Arizona senior quarterback Bryson Beirne is in his fifth year in the Wildcats’ spread passing attack. How comfortable is he with the offense?
“Ultimate comfort,” he said after Saturday’s spring game. “It’s like walking down the street.”
Beirne has spent his time at Arizona backing up Willie Tuitama, Matt Scott and Nick Foles, seeing only mop-up duty. He completed 5 of 5 passes last season.
His role could change in 2011.
Coaches want to redshirt Scott, so if Foles has to leave a game — or is out for a week or two — Beirne has to jump in and take meaningful snaps.
Is he ready? At this point, how can he not be ready?
“The only way spring was different for me was that I had a lot more fun,” Beirne said.
“I had a lot more fun than in years past, and a lot of that is attributed to I know what I’m doing, I’m prepared, I’m comfortable.
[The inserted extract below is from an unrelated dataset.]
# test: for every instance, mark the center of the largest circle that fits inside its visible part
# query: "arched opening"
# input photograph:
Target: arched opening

Once all those things happen, I just go out there and play the game. …
“If they put me in the game and call a play, I’ll run it.”
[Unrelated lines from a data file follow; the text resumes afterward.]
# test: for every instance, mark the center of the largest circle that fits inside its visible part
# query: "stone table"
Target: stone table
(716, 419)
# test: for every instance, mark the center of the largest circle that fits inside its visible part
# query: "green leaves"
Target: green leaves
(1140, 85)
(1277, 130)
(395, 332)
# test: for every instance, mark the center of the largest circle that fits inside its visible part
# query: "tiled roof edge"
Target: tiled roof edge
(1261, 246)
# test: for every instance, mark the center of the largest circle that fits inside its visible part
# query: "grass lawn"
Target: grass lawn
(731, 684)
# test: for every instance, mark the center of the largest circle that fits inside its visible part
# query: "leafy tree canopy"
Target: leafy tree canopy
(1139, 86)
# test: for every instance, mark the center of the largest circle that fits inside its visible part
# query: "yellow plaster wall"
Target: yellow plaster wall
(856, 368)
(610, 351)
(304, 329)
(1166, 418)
Beirne usually has looked good in public scrimmages, and Saturday was no exception. He was 8 of 9 for 115 yards and two touchdowns as the passing game dominated the defense.
He might not have Foles’ arm or Scott’s wheels, but Beirne definitely has senior savvy. He’s mature and well-liked among his teammates. Put it this way: The rest of the offense will have no trouble following Beirne’s lead if he has to step in for Foles.
“Very knowledgeable,” quarterbacks coach Frank Scelfo said of Beirne in a pre-spring interview.
“Knows exactly what he needs to do and how he wants to do it and how it needs to be done. I think Bryson is more than capable of getting it done. …
“The way he prepared when Nick went down last year, he did a great job and gained a lot of confidence from not only the players but the staff. And that’s important. When he came in at practice, everybody went, ‘This guy ain’t bad. We’re OK.’
“So there is a comfort level there. And it’s a good one.”
One change: Beirne will wear No. 7 this season, switching from No. 17.
Last year, he grew out his hair into a full afro to honor his late great-grandmother. The No. 7 honors a great-grandfather, who wore that number as a running back in high school in Hawaii.